From: Balbir Singh <balbirs@nvidia.com>
To: Gregory Price <gourry@gourry.net>
Cc: lsf-pc@lists.linux-foundation.org, linux-kernel@vger.kernel.org,
linux-cxl@vger.kernel.org, cgroups@vger.kernel.org,
linux-mm@kvack.org, linux-trace-kernel@vger.kernel.org,
damon@lists.linux.dev, kernel-team@meta.com,
gregkh@linuxfoundation.org, rafael@kernel.org, dakr@kernel.org,
dave@stgolabs.net, jonathan.cameron@huawei.com,
dave.jiang@intel.com, alison.schofield@intel.com,
vishal.l.verma@intel.com, ira.weiny@intel.com,
dan.j.williams@intel.com, longman@redhat.com,
akpm@linux-foundation.org, david@kernel.org,
lorenzo.stoakes@oracle.com, Liam.Howlett@oracle.com,
vbabka@suse.cz, rppt@kernel.org, surenb@google.com,
mhocko@suse.com, osalvador@suse.de, ziy@nvidia.com,
matthew.brost@intel.com, joshua.hahnjy@gmail.com,
rakie.kim@sk.com, byungchul@sk.com,
ying.huang@linux.alibaba.com, apopple@nvidia.com,
axelrasmussen@google.com, yuanchu@google.com,
weixugc@google.com, yury.norov@gmail.com,
linux@rasmusvillemoes.dk, mhiramat@kernel.org,
mathieu.desnoyers@efficios.com, tj@kernel.org,
hannes@cmpxchg.org, mkoutny@suse.com, jackmanb@google.com,
sj@kernel.org, baolin.wang@linux.alibaba.com, npache@redhat.com,
ryan.roberts@arm.com, dev.jain@arm.com, baohua@kernel.org,
lance.yang@linux.dev, muchun.song@linux.dev, xu.xin16@zte.com.cn,
chengming.zhou@linux.dev, jannh@google.com,
linmiaohe@huawei.com, nao.horiguchi@gmail.com, pfalcato@suse.de,
rientjes@google.com, shakeel.butt@linux.dev, riel@surriel.com,
harry.yoo@oracle.com, cl@gentwo.org, roman.gushchin@linux.dev,
chrisl@kernel.org, kasong@tencent.com,
shikemeng@huaweicloud.com, nphamcs@gmail.com, bhe@redhat.com,
zhengqi.arch@bytedance.com, terry.bowman@amd.com
Subject: Re: [LSF/MM/BPF TOPIC][RFC PATCH v4 00/27] Private Memory Nodes (w/ Compressed RAM)
Date: Wed, 3 Jun 2026 15:00:01 +1000 [thread overview]
Message-ID: <ah-0CyZurn5D1ezY@parvat> (raw)

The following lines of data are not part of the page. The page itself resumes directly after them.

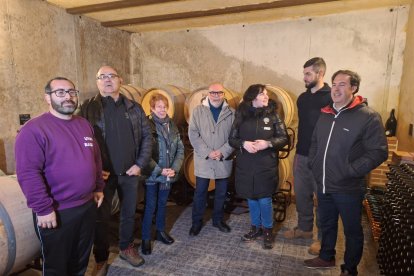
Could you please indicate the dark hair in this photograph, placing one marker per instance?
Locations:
(158, 97)
(355, 79)
(317, 63)
(48, 87)
(246, 105)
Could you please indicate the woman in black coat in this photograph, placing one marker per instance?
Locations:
(258, 133)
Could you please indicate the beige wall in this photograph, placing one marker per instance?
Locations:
(405, 109)
(39, 41)
(370, 42)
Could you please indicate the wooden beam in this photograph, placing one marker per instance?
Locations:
(115, 5)
(222, 11)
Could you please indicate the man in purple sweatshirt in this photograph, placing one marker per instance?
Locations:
(59, 169)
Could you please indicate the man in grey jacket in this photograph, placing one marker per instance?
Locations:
(208, 132)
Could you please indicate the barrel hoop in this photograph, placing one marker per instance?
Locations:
(10, 237)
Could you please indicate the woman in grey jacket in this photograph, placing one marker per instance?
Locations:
(166, 161)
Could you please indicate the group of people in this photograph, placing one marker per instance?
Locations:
(70, 161)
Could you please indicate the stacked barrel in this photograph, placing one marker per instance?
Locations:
(396, 244)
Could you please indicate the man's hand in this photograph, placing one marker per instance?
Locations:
(261, 144)
(215, 155)
(105, 175)
(47, 221)
(134, 170)
(98, 197)
(250, 146)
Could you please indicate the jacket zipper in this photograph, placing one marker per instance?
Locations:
(326, 150)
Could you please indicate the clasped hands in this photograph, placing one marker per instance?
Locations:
(255, 146)
(215, 155)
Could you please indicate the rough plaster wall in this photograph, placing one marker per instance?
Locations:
(405, 110)
(370, 42)
(37, 42)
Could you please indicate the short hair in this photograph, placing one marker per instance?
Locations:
(317, 63)
(355, 79)
(48, 87)
(158, 97)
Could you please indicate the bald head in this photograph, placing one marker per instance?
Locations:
(216, 87)
(108, 81)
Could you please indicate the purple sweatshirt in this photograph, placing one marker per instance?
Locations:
(58, 163)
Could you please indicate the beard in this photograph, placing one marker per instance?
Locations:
(65, 110)
(311, 84)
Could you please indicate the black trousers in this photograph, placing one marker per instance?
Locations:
(66, 249)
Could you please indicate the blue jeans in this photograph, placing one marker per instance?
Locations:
(127, 192)
(261, 212)
(155, 198)
(349, 207)
(200, 200)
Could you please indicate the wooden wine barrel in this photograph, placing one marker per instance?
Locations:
(132, 92)
(19, 244)
(286, 105)
(176, 97)
(194, 99)
(189, 172)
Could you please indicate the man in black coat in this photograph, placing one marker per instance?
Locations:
(348, 142)
(125, 139)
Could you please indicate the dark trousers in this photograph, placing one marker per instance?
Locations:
(349, 207)
(155, 199)
(66, 249)
(126, 186)
(200, 199)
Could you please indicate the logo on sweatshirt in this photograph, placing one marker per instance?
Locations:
(88, 141)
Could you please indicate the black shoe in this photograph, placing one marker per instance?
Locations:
(195, 230)
(164, 237)
(146, 247)
(254, 233)
(222, 226)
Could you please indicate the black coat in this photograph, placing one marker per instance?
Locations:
(92, 110)
(257, 174)
(346, 146)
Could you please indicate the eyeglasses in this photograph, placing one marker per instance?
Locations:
(106, 77)
(62, 92)
(216, 93)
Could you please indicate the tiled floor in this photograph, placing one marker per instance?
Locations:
(216, 253)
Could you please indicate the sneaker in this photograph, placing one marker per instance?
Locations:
(296, 233)
(319, 263)
(315, 248)
(100, 269)
(131, 256)
(254, 233)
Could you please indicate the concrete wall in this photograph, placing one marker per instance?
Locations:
(405, 109)
(370, 42)
(39, 41)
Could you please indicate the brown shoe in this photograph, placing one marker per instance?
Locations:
(315, 248)
(296, 233)
(100, 269)
(131, 256)
(319, 263)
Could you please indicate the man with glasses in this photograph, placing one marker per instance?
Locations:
(124, 136)
(348, 142)
(208, 132)
(58, 166)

In-Reply-To: <ah6bDNxlB1zBUnzN@gourry-fedora-PF4VCD3F>
On Tue, Jun 02, 2026 at 09:57:48AM +0100, Gregory Price wrote:
> On Tue, Jun 02, 2026 at 12:16:50PM +1000, Balbir Singh wrote:
> > On Sun, May 24, 2026 at 09:50:06PM -0400, Gregory Price wrote:
> > >
> > > I'm debating on whether to include OPS_MEMPOLICY in the initial version
> > > if only because it's not intuitive how it interacts with pagecache. That
> > > needs more time to bake.
> > >
> >
> > It makes sense to look at it and then decide if it makes sense.
> >
>
> I am thinking i will ship without any OPS flags at all for now and the
> have the introduction of ops as a separate series.
>
> > > alloc_pages_node() is the kernel interface
> >
> > I was think we wouldn't need explicit flags and that allocations would
> > happen from user space using __GFP_THISNODE to the node or via a nodemask
> > based on nodes of interest. Is there a reason to add this flag, a system
> > might have more than one source of N_MEMORY_PRIVATE?
> >
>
> There's a few things to unpack here. I discussed this many times on
> list and at LSF, but to reiterate.
>
> 1) __GFP_THISNODE is insufficient to enforce isolation and otherwise
> not particularly useful. Additionally, from userland, it's not
> something you can actually set.
I was thinking mbind()/mempolicy() is how we get to it. It already
accepts a nodemask.
>
> for node in possible_nodes:
> alloc_pages_node(private_node, __GFP_THISNODE)
>
> In fact it's the opposite semantic of what we want.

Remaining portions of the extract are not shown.